Рок-н-ролл мёртв
Шрифт:
Водитель я не особенный, и эта гонка казалась мне бешеной. Мои руки словно срослись с баранкой, а сердце молотом колотило в уши. Я уже готов был сдаться, как вдруг в башке моей народилась идея. Я резко выжал сцепление и, одновременно выкручивая руль влево, ударил по тормозам. Мой пылесос выкинуло на встречную полосу. Водитель "скорой" попался на эту удочку: он вырулил туда же, но, конечно, метрах в пяти впереди меня. И тогда я до отказа утопил педаль акселератора и рванул вправо, надеясь попасть
Но - не вписался в поворот. Проломив бордюр, мой "Жигуль" как с трамплина спорхнул с полуметровой насыпи и, заглохнув от удара, встал, как вкопанный, под шоссе. Образовавшаяся на миг тишина тут же прервалась лязгом, хрустом стекла и грохотом.

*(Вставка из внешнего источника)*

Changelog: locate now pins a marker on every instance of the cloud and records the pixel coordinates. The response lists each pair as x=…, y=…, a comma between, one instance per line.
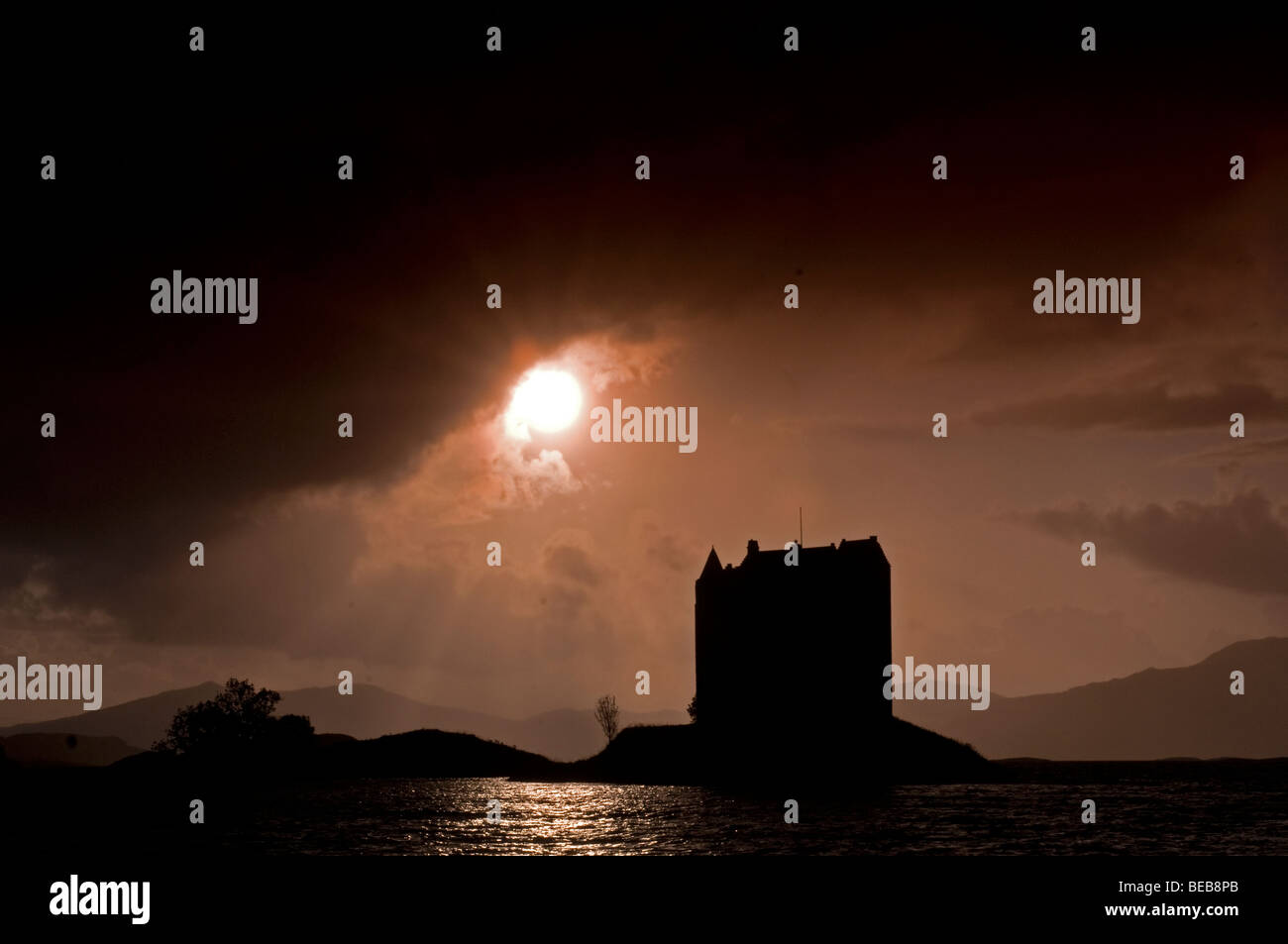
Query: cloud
x=1240, y=544
x=1142, y=408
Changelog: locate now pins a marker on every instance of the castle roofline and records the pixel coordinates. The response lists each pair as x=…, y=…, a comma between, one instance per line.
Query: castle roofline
x=866, y=550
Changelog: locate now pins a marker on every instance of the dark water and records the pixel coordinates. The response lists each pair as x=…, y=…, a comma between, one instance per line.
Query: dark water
x=423, y=816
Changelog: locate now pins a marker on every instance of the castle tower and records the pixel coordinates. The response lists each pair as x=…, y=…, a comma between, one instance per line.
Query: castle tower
x=794, y=652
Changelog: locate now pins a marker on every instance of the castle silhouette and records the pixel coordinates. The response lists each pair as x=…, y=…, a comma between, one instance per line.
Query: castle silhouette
x=794, y=655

Когда, заведя машину, я по насыпи еле-еле забрался обратно наверх, я увидел откуда были все эти звуки: "скорая" въехала прямо в здоровенный "Белаз", вынырнувший из-за холма. А чего ж они хотели - мои преследователи - столько времени мчаться по встречной полосе?
Туда мне почему-то ехать не захотелось. Во-первых, если мне не нужны неприятности с милицией, мне нужно дергать отсюда как можно скорее; а во-вторых, мне, когда из пальца-то кровь берут, и то - тошно становится. И, оттого ли, что я на миг представил, какую картину я могу там увидеть, от встряски ли, но меня и вправду начало тошнить. Но я пересилил себя и, отерев ладонью выступившую испарину, двинул в обратную сторону - в сторону Тошиной фазенды.
КОЗЛЫ
Вот она - дача. Нарисовалась. Я уже примерно представлял, что буду иметь счастье там лицезреть.
...И он привел меня в престранные гости,
Где все сидели за накрытым столом,
Там пили портвейн, там играли в кости
И называли друг друга говном...
Тоша достает меня своими жлобскими замашками. В будни меня ломает от одного его вида: костюмчик, галстучек, улыбочка с ямочками на гладко выбритых скулах... За то уж в выходные он "отрывается" - едет на дачу со своими дружками-молодыми "бизнесменами", да с девками, "за которых не дашь и рубля", и жрет там водку до полного опупения.
Я оставил свой помятый пылесос перед калиткой и вошел. Из-за двери двухэтажного коттеджа диким голосом орет Розенбаум. Пихнул дверь - не заперто. Прошел сенями, вышел в горницу. Трое на трое. Все в порядке. Спят.
Нашел я Тошу, стал его за ноги из этой кучи-малы вытаскивать. Но он и сам оклемался, вылез. Лыка не вяжет.
– О, - говорит, - Колек. А я как чувствовал, что ты приедешь. "Седня, - говорю, - славяне, Колек приедет. Бля буду".
– Будешь, будешь, - приговариваю я и волоку его за шкирку на свежий воздух. Вывел, тряхнул его слегка и говорю:
– Что ж ты, Антон Павлович? Тезка твой как говорил? "В человеке все должно быть прекрасно". А ты нажрался как свинья. А?!
Он слегка в себя пришел и вдруг всхлипывать стал - так жалобно:
– Чего ты хочешь-то? Ты скажи только, я сразу...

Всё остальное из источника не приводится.